1990年代後半、国内外においてインターネットが急成長、様々なエンドユーザーへのサービスが普及すると、ネットワーク機器にも大容量化・多種サービスの効率的収容と伝送が求められるようになりました。この要求に対して、富士通は、WDM機能、SONET/OTN機能、サービス収容機能、パケットアグリゲーション機能などを、適用するアプリケーションや容量の要求に応じて最適にインテグレーションしたシステムをメニュー化し、「FLASHWAVEシリーズ」として提供することで光伝送分野において常にトップベンダーの位置を堅持してきました。

光伝送システムの動向として、近年顧客やネットワーク運用形態が多様化してきたことにより、今までの「オールインワン構成」より、カスタマイズが容易で機能ごとに機器を分割した「ディスアグリゲーション」(注1)構成がより適合するケースが増えてきます。そこで富士通は従来から提供しているオールインワン型の「FLASHWAVE」シリーズに追加して、ディスアグリゲーションを実現する「1FINITY(ワンフィニティ)」シリーズを新たに提供開始します。

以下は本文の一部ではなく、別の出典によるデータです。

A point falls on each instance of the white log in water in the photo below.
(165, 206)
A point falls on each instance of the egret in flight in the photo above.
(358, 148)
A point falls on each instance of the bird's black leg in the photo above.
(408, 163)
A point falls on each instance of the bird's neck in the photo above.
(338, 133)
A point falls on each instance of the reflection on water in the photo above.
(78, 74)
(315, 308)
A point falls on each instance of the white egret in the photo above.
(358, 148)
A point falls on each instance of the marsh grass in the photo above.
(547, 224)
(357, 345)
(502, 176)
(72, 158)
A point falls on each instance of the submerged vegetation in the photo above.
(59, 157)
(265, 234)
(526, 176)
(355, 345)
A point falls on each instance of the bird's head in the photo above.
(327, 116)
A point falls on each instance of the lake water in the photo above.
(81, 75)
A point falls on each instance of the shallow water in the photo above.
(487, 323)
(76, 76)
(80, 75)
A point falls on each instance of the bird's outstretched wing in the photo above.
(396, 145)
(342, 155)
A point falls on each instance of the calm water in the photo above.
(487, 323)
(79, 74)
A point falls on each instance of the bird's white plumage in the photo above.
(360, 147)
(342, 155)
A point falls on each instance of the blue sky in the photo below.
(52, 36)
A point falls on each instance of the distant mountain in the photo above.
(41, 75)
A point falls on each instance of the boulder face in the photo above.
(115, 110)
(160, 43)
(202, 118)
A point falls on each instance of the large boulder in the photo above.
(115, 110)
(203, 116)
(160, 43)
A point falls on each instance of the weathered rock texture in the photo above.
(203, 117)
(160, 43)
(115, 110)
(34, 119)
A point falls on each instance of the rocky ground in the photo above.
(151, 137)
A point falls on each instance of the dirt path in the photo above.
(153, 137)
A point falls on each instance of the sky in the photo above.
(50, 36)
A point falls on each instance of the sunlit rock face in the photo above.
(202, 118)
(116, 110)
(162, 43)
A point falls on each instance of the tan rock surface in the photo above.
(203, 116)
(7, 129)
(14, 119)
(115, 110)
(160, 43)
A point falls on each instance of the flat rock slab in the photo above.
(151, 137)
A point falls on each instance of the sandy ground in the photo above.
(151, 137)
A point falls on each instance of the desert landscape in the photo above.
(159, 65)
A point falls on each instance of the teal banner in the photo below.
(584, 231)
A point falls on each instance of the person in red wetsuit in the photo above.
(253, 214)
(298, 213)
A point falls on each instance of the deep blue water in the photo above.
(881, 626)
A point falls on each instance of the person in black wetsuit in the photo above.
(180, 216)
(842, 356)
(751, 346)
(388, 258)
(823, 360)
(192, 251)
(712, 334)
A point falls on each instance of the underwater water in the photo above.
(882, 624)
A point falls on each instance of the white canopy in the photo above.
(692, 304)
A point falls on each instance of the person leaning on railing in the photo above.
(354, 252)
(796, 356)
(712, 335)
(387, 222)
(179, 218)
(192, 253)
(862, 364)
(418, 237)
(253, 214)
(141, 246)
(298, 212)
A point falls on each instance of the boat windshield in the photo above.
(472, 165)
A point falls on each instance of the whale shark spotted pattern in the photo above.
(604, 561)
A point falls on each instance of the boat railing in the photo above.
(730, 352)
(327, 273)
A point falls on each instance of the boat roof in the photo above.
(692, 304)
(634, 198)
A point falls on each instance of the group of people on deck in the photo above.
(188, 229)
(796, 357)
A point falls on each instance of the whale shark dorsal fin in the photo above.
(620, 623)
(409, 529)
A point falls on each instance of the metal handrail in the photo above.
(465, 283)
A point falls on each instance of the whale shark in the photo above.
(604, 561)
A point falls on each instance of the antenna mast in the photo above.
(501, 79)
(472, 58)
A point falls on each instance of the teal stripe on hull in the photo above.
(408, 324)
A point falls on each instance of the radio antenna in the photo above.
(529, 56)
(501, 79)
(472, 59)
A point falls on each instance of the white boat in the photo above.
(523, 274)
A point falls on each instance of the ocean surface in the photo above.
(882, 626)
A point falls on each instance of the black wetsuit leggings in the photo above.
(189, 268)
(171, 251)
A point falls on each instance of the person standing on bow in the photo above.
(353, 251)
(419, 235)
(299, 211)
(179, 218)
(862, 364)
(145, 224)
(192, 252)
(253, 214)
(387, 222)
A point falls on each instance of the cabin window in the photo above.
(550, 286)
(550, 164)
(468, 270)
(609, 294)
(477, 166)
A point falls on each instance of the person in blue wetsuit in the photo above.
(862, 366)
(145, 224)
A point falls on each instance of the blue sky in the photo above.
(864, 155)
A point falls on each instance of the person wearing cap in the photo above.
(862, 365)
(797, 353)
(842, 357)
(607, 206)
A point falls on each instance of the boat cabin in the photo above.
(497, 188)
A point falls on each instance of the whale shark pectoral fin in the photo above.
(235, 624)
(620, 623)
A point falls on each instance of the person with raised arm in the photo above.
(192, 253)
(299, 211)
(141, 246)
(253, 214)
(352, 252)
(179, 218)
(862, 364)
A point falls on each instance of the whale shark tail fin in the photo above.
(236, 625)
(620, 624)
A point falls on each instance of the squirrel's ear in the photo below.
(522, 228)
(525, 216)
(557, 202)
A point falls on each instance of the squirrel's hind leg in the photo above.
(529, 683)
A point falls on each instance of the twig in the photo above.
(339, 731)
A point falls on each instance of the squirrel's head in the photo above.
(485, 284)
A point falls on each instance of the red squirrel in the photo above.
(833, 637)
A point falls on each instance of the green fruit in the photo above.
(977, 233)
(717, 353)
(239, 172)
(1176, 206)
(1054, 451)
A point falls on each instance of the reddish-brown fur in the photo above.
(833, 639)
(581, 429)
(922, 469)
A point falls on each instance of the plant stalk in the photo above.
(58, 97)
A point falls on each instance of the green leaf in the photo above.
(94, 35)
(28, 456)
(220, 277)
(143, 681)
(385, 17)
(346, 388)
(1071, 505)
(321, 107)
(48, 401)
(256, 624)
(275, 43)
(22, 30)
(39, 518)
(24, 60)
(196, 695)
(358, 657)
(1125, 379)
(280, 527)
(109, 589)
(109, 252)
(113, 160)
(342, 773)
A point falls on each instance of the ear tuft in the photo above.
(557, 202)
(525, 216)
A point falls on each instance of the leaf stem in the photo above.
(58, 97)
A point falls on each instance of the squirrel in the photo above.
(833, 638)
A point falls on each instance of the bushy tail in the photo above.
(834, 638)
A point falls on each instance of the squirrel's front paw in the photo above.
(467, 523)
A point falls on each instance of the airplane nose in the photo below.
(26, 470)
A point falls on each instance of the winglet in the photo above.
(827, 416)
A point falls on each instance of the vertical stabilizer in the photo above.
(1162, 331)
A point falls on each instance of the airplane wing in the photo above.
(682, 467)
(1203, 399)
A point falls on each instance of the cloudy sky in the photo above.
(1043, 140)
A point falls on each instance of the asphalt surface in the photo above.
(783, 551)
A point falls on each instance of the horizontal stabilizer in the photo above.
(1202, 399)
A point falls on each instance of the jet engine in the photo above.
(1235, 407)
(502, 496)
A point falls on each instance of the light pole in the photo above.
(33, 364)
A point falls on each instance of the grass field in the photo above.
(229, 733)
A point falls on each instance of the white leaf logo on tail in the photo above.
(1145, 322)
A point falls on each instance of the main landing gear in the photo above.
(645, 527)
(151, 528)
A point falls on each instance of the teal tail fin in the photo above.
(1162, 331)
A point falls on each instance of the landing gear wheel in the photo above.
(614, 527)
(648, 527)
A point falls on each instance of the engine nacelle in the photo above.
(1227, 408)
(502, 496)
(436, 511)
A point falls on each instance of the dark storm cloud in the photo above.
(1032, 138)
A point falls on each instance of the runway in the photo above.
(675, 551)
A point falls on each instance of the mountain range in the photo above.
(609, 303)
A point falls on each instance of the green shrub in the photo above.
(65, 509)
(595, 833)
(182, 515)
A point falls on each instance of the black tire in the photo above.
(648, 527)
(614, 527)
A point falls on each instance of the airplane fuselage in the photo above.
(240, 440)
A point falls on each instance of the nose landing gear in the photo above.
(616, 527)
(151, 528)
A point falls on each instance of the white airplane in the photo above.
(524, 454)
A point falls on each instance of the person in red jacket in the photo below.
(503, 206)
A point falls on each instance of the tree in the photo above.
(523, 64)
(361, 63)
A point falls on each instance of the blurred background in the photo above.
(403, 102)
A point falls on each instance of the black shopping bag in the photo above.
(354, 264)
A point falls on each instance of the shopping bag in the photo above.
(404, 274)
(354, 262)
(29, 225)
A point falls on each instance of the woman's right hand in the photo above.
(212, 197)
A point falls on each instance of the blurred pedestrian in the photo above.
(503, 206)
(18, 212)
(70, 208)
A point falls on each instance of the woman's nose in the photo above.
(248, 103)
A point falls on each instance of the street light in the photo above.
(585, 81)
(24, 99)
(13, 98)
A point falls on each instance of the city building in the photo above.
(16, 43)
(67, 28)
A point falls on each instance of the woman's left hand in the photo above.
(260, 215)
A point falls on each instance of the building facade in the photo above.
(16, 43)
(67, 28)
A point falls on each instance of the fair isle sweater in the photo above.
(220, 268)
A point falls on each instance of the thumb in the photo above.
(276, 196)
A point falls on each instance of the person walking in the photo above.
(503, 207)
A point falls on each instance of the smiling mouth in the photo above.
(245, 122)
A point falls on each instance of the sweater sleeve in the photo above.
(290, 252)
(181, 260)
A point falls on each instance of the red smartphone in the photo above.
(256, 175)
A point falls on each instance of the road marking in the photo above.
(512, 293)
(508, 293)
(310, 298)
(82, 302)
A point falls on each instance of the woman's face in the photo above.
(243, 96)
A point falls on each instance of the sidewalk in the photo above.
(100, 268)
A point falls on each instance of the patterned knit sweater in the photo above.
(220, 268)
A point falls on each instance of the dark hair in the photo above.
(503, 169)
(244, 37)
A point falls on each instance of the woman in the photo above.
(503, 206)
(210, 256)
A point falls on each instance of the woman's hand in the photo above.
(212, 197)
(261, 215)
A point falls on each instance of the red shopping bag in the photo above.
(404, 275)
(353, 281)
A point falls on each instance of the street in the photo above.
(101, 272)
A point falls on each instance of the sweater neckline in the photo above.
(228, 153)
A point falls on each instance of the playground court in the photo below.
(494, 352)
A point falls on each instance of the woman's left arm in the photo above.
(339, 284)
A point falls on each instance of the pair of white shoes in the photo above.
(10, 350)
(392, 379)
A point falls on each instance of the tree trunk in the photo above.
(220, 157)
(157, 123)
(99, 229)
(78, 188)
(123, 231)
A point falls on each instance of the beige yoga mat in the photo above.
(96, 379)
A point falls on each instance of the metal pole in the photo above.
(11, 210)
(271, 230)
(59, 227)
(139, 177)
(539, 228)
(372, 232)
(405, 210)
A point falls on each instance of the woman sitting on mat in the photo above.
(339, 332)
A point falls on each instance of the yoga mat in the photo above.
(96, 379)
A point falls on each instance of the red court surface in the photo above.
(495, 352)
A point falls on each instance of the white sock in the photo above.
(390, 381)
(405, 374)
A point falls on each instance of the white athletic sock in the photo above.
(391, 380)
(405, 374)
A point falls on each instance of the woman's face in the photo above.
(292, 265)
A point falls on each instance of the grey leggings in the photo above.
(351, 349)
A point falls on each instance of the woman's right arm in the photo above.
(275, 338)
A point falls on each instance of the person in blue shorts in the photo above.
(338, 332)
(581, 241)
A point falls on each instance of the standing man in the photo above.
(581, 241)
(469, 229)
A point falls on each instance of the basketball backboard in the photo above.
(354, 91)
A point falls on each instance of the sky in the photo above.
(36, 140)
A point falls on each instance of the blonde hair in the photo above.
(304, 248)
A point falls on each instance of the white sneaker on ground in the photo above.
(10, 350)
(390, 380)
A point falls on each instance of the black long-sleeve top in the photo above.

(注1)従来WDM機能、トランスポート機能、スイッチ機能、アクセス機能等の複数の機能をオールインワンシステムとして提供していたものを、機能ごとに機器を分割して提供すること。

新規光伝送システム「1FINITY」の特長

「1FINITY」シリーズは、WDM機能、トランスポート機能、スイッチ機能、アクセス機能が別々のブレード群で提供されます。複数ブレードを組み合わせた運用が可能であり、お客様のニーズに合わせて初期投資を抑えながらシステムを段階的に構築していくことが可能です。また、世界最高クラスの小型化技術により1RU(注2)で各ブレードを実現し、無駄なスペースを生むことなくラック搭載が可能となります。更に、「FLASHWAVE」シリーズとの互換性も高く、現在の「FLASHWAVE」シリーズで構築されたお客様のネットワークをスムーズに「1FINITY」シリーズに移行することができます。

「1FINITY」シリーズは、2015年12月より北米で発売開始し、順次全世界へ展開する予定です。富士通は、今後当シリーズの提供を通して、あらゆるお客様のスピーディーなネットワーク構築に貢献します。

(注2)1ラックユニット(Rack Unit)の略。1Uとも表記され、19インチと23インチラックの1区画分(4.445cm)の高さに相当。